市が導入するのは、オリィ研究所(東京)が開発した高さ23センチの分身ロボット「OriHime(オリヒメ)」。カメラやマイクを備え、遠隔操作で首を回転させて周囲を見回し、手を動かして様々な合図を送ることができる。音声や文字で会話もできる。
自宅で孤立する子供たちのために
坂村哲也市長は「もともと障害を持つ人のために開発されたロボットだと聞いているが、自宅で孤立する子供たちのために活用できると考えた」と話す。
市教委は、不登校の児童、生徒の居場所として設置した教育支援センター「スマイル教室」や相談ルーム「あおぞら」での活用を想定する。
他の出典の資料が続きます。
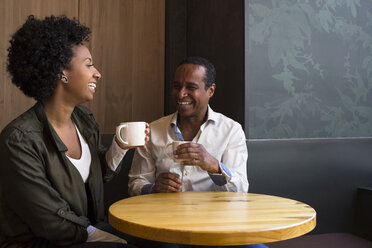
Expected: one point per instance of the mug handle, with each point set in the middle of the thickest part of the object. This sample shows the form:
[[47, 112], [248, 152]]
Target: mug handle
[[165, 151], [118, 130]]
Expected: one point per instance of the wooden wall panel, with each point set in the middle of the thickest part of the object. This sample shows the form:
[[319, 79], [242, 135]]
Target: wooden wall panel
[[13, 13], [127, 45]]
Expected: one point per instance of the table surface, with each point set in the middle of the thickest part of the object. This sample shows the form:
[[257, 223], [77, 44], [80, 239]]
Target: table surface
[[212, 218]]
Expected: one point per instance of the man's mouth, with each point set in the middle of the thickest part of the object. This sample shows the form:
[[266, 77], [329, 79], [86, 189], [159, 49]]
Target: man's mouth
[[92, 85]]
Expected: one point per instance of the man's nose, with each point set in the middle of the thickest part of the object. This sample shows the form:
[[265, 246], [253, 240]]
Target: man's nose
[[97, 75]]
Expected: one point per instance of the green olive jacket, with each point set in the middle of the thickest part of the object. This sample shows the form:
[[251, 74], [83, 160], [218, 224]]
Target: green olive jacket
[[42, 195]]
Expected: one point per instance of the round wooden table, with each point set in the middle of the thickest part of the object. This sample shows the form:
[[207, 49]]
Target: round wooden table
[[212, 218]]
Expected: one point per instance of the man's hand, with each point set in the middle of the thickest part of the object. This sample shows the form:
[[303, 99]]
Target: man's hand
[[198, 157], [167, 183]]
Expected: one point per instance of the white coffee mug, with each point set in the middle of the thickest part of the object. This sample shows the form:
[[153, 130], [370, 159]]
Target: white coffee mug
[[174, 145], [131, 133]]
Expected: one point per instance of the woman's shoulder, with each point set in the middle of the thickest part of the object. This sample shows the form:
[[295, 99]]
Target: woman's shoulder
[[24, 125]]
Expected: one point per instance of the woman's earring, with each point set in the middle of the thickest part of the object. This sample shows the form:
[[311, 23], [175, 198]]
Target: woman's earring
[[64, 78]]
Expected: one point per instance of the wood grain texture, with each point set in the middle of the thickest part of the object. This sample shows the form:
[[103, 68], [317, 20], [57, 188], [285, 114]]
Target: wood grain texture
[[13, 14], [212, 218], [127, 45]]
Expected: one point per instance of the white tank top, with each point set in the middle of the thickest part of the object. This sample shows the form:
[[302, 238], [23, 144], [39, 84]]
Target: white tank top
[[82, 164]]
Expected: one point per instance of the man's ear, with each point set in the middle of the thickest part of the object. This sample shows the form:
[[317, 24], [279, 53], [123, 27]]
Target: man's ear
[[211, 89]]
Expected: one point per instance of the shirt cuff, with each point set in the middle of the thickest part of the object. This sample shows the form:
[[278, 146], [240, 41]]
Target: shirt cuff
[[223, 178], [146, 189], [114, 155]]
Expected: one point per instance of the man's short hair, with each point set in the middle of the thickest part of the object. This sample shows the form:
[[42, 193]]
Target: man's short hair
[[210, 75]]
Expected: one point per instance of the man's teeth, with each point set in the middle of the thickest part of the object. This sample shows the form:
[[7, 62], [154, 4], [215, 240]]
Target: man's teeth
[[92, 85], [184, 103]]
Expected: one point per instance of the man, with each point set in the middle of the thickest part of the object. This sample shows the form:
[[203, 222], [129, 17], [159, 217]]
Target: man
[[218, 150], [217, 155]]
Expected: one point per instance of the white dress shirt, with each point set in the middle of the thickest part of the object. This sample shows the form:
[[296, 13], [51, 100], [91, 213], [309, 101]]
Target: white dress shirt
[[222, 137]]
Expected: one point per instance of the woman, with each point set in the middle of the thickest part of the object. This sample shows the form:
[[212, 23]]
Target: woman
[[52, 165]]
教室の机の上に置いたオリヒメを通じて、トランプなどのゲームに参加したり、休み時間には教室の仲間とおしゃべりしたりする。
カウンセリングにも活用
相談ルームに来所できない子供は、オリヒメを通して相談員のカウンセリングを受けることもできる。市教委の佐々木功一・学校教育課主幹は「自分の顔は見せなくてもいいのが、自宅を出られない子供には最大の安心感になる」と話す。
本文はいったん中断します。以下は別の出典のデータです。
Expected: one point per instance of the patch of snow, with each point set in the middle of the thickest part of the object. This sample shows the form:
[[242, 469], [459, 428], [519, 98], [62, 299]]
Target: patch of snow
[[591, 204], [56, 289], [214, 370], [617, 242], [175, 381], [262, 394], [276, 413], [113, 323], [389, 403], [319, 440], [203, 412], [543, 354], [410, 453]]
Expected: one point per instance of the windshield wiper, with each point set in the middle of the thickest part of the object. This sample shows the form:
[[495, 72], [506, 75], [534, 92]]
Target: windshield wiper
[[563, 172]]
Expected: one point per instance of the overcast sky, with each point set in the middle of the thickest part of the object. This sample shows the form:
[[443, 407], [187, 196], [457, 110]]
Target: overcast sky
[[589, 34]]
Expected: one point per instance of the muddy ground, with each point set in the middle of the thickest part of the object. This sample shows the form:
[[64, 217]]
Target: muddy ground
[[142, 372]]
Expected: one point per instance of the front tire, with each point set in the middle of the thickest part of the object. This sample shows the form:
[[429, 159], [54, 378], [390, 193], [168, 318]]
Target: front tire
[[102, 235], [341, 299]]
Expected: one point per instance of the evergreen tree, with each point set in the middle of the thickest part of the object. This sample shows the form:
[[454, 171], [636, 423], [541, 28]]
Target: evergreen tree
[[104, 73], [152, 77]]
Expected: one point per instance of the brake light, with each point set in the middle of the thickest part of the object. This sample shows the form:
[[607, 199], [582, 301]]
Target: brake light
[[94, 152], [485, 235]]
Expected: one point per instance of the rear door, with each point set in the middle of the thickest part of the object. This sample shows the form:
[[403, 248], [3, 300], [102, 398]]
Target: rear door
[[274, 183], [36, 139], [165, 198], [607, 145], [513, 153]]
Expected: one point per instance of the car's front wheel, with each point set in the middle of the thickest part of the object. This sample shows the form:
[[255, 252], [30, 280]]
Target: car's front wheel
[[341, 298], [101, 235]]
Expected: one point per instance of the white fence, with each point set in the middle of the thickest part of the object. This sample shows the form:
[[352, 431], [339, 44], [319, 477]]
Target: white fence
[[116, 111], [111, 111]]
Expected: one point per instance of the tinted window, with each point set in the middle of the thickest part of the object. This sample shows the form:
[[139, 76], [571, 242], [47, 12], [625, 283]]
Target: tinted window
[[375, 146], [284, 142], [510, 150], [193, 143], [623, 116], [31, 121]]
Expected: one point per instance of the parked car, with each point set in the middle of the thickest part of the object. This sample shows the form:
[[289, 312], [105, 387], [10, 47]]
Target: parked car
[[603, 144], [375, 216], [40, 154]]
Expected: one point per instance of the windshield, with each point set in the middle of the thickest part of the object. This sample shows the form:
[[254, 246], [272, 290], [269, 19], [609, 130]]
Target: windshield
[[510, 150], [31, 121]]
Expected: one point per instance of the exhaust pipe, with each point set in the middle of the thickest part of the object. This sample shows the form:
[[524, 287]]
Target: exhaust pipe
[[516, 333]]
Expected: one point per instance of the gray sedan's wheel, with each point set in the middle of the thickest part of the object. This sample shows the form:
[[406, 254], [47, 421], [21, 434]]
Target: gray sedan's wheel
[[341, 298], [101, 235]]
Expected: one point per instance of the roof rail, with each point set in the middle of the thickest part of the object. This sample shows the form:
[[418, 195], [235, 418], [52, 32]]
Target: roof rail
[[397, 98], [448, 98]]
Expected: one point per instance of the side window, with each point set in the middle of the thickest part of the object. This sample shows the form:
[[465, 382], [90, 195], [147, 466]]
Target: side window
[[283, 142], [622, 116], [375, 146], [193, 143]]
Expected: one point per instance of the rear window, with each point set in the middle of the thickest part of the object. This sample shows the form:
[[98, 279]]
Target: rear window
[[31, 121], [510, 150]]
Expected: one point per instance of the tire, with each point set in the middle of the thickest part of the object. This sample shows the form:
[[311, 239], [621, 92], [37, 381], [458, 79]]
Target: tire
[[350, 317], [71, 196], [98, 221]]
導入するオリヒメは1台で、11月初旬までのレンタル契約。市教委では9月から希望者を募り、運用を始める。需要が高ければ、台数の増加やレンタル期間の延長を検討する。
県内の教育分野では初
県内では、障害者の就労支援に分身ロボットを活用する自治体はあるが、教育分野では初の取り組みという。佐々木主幹は「オリヒメで仲間との関係を作り、『行ってみたい』『会ってみたい』という気持ちになってもらえれば」と話していた。